Ways for handling large datasets
We have a large dataset. How do we process? This dataset can be for reporting or even auditing purposes.
Chunking
Chunking is one way of processing this data. We take a large dataset and splits that into multiple data chunks. And then process each chunk. As simple as that, the terminology goes – process data in n number of chunks.
In this scenario, you need to know the characteristic of data to split it into multiple chunks. There can be other side effects with chunking. Imagine if you read a gigabyte of data into memory and then tried to split. That would create performance issues. In such scenarios, you need to think about how one can read data from a data store or database in chunks. Probably use filters. Pagination is one such example.
MapReduce
MapReduce is a programming model where you take data and pass that data through a map and reduce functions.

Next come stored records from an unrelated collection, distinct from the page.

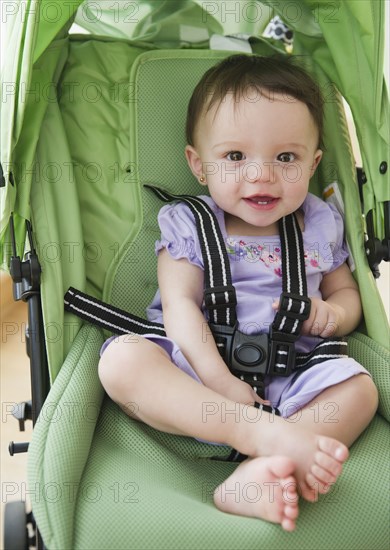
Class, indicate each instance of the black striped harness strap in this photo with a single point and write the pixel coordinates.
(249, 357)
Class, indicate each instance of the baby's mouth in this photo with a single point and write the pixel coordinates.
(262, 200)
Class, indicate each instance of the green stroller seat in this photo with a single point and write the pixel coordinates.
(99, 479)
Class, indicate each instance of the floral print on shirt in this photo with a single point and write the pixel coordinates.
(269, 254)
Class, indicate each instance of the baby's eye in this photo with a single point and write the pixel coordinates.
(286, 157)
(235, 156)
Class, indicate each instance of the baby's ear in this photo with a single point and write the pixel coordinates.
(316, 160)
(194, 161)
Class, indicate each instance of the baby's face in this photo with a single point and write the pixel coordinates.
(257, 155)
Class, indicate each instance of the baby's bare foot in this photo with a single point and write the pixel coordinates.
(262, 487)
(318, 458)
(324, 470)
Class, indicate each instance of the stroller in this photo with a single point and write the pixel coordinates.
(87, 121)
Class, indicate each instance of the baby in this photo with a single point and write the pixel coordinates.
(254, 134)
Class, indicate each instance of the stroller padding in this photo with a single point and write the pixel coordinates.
(115, 478)
(116, 483)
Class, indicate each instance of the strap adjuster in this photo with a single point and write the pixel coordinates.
(281, 360)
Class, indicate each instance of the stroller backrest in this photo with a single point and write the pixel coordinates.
(123, 110)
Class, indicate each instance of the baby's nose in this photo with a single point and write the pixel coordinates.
(259, 172)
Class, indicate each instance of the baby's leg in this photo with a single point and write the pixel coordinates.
(342, 412)
(140, 377)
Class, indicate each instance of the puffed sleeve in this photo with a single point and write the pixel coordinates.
(324, 232)
(338, 248)
(178, 234)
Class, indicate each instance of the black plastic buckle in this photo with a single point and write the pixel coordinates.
(244, 354)
(220, 298)
(294, 312)
(284, 343)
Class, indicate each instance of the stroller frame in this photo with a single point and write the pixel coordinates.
(39, 380)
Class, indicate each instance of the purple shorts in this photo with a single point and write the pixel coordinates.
(288, 394)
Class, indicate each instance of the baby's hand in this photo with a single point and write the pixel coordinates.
(324, 319)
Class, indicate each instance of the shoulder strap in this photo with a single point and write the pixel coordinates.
(219, 293)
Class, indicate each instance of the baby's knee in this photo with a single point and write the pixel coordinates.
(368, 393)
(115, 365)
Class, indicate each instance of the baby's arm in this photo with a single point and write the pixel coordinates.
(339, 311)
(181, 287)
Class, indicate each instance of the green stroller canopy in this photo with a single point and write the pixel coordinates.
(346, 39)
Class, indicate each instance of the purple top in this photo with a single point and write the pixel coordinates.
(255, 262)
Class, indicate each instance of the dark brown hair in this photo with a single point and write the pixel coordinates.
(242, 74)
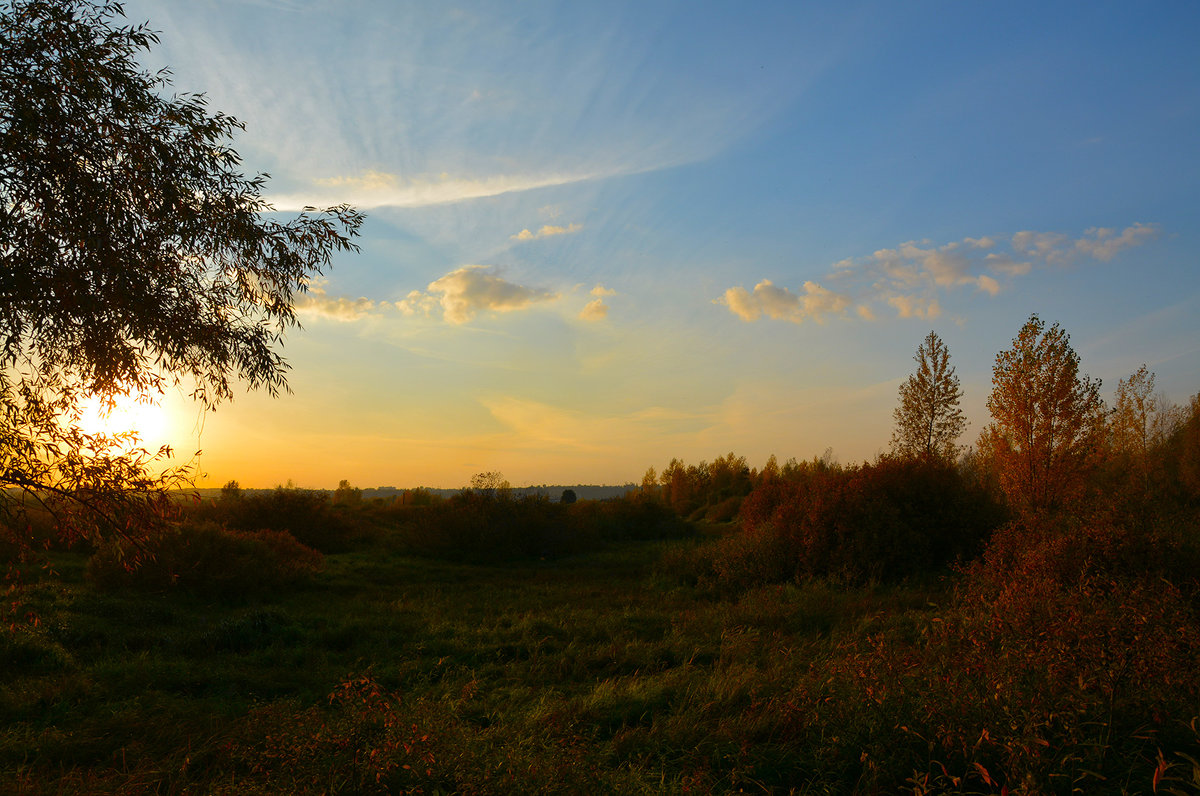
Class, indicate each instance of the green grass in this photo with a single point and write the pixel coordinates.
(390, 674)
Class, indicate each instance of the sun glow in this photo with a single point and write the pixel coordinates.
(130, 413)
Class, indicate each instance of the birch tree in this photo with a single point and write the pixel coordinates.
(928, 419)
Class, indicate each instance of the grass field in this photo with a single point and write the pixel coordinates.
(605, 672)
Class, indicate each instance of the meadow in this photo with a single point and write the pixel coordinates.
(624, 664)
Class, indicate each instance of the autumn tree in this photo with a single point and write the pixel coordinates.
(928, 419)
(1141, 419)
(135, 256)
(1048, 420)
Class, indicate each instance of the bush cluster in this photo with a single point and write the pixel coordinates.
(480, 526)
(885, 520)
(204, 558)
(1066, 662)
(307, 515)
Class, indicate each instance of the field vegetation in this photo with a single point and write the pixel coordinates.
(892, 627)
(1017, 616)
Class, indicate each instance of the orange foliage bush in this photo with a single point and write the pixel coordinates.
(886, 520)
(207, 560)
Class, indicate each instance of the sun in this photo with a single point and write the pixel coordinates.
(131, 413)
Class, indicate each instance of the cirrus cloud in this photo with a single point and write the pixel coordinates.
(915, 277)
(781, 304)
(547, 231)
(471, 289)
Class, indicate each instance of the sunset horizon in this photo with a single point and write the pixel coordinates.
(599, 238)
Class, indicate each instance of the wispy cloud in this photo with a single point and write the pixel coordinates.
(547, 231)
(371, 189)
(595, 309)
(780, 304)
(913, 277)
(317, 303)
(463, 293)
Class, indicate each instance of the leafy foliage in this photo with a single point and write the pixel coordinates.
(207, 560)
(133, 255)
(929, 420)
(887, 520)
(1048, 422)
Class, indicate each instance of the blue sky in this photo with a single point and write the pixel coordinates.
(603, 235)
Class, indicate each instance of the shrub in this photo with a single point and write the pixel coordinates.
(481, 527)
(305, 514)
(888, 520)
(204, 558)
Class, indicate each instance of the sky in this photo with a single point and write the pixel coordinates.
(601, 235)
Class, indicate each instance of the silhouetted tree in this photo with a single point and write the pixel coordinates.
(133, 253)
(347, 495)
(928, 419)
(492, 484)
(1048, 420)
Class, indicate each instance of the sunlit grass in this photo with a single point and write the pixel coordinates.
(601, 672)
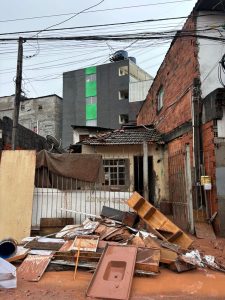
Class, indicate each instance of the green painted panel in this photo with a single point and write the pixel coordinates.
(91, 111)
(90, 70)
(90, 89)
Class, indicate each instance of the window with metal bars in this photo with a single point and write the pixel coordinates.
(115, 172)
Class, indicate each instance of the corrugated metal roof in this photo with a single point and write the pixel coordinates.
(126, 136)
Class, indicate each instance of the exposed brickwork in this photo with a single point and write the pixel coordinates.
(27, 139)
(176, 75)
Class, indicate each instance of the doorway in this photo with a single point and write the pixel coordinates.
(139, 179)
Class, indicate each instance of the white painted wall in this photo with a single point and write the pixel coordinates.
(210, 52)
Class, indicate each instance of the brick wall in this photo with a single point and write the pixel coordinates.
(27, 139)
(176, 75)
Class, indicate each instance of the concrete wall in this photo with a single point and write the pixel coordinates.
(73, 104)
(26, 139)
(220, 186)
(210, 52)
(128, 152)
(42, 115)
(109, 106)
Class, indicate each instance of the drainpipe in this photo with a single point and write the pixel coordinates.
(196, 138)
(145, 170)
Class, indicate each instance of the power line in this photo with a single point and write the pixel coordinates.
(100, 25)
(74, 15)
(93, 11)
(140, 36)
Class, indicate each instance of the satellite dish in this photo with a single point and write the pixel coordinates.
(54, 143)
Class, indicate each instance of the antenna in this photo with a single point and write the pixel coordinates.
(54, 143)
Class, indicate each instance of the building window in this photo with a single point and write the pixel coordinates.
(115, 171)
(91, 100)
(91, 122)
(91, 77)
(123, 119)
(123, 71)
(83, 137)
(160, 96)
(123, 94)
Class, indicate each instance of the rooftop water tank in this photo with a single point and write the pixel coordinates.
(120, 55)
(133, 59)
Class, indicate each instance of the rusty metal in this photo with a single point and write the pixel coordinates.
(181, 266)
(114, 274)
(33, 267)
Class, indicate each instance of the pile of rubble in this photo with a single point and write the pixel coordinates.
(115, 246)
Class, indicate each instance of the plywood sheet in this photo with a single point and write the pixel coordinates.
(17, 170)
(33, 267)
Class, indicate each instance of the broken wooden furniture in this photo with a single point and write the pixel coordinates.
(158, 223)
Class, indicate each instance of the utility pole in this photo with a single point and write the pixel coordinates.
(145, 170)
(17, 92)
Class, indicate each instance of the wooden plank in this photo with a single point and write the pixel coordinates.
(20, 254)
(17, 170)
(43, 243)
(158, 222)
(204, 230)
(33, 267)
(167, 256)
(148, 259)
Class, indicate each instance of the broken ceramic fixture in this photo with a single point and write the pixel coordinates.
(114, 273)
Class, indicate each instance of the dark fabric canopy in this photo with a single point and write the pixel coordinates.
(85, 167)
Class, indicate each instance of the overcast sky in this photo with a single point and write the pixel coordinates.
(45, 62)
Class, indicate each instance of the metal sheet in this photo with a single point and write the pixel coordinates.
(33, 267)
(85, 243)
(204, 231)
(114, 273)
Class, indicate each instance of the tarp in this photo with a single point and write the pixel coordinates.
(84, 167)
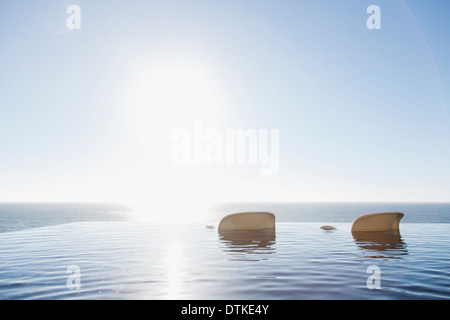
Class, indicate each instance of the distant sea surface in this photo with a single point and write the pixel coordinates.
(21, 216)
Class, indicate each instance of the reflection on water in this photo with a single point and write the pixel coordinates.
(381, 244)
(248, 245)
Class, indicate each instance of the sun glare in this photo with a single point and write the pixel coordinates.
(163, 97)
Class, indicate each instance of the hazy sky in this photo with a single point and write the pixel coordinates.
(88, 114)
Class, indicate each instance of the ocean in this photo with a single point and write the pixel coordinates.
(102, 251)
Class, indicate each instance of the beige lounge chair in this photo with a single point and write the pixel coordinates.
(382, 221)
(247, 221)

Map takes a key/value pair of input and produces a sequence of key/value pairs. The data is sorted this way that it groups keys together. Reduce reduces the accepted values with the same key and produce a new key/value pair.
Streaming
Streaming can be considered similar to chunking. But with streaming, you don’t need to have any custom filters. Also, many programming languages offer streaming syntax to process a large dataset. We can process a large data set from a file or a database through the stream. Streaming data is a continuous flow of data generated by various sources. Overall, there are systems that can transmit data through event streams.
Streaming allows the processing of data in real-time. Applications like Kafka allow to send data and consume it immediately. The performance measure for streaming is latency.
Batch Processing
Batch processing allows processing a set of data in batches. So if you have 100k records, you can set a limit to process only 10K records in a batch. Spring Boot also offers an option of Spring batch for batch processing. Batch processes are scheduled jobs that run a set program to process a set of data and then produce output. The performance measure of batch processing is throughput.
Conclusion
In this post, we discussed different ways to process a large set of data. Do you know any other way? Please comment on this post and I will add it to this list.
With ever-growing distributed systems, one will need to handle large data sets eventually. It’s always good to revisit these methods to understand the fundamentals of data processing.